Chinese and South Korean officials are set to meet Friday — the first time since the United Nations Security Council imposed sanctions on North Korea earlier this month — to discuss their response to Pyongyang’s missile and nuclear activities. The planned meeting comes hours after Seoul said its reclusive neighbor fired a ballistic missile into the Sea of Japan early Friday.

Kim Hong-kyun, South Korea's special representative for Korean Peninsula peace and security affairs will meet his Chinese counterpart Wu Dawei in Beijing to hold talks on ways to implement the new U.N. sanctions against Pyongyang, Yonhap News Agency reported, citing the South Korean foreign ministry.

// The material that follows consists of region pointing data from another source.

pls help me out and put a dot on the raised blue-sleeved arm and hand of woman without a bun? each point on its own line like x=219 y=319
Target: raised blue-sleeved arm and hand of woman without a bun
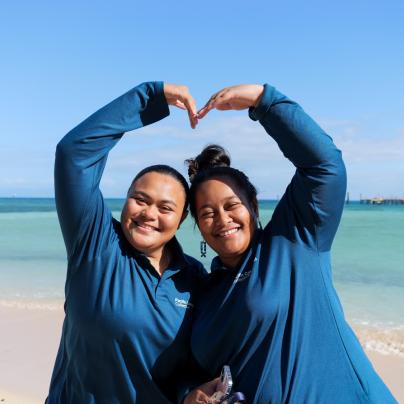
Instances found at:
x=82 y=154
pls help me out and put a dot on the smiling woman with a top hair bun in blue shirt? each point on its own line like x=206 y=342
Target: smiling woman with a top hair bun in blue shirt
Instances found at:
x=269 y=309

The ministry added that it expected the meeting to help close coordination among South Korea, China and the U.S. over the North Korean nuclear issue, Yonhap reported.

Beijing is widely seen as North Korea's diplomatic and economic protector. Although China criticized Pyongyang's recent nuclear test, experts fear Beijing may not go too far against North Korea. China may be concerned about an influx of refugees from North Korea across its own border and to South Korea if the Kim Jong Un-led government was toppled.

China has maintained that it would enforce the U.N. sanctions on the North, but also called for resuming talks with Pyongyang to resolve the nuclear issue. The world’s second-largest economy had also expressed strong opposition to the possible deployment of the Terminal High Altitude Area Defense (THAAD) by the U.S. in South Korea, citing security threats to the region.

The Korean Peninsula has been marred with tensions as the North has threatened to carry out additional nuclear tests and ballistic rocket launches in defiance of sanctions. Pyongyang conducted a fourth nuclear test in January and launched a long-range rocket in February.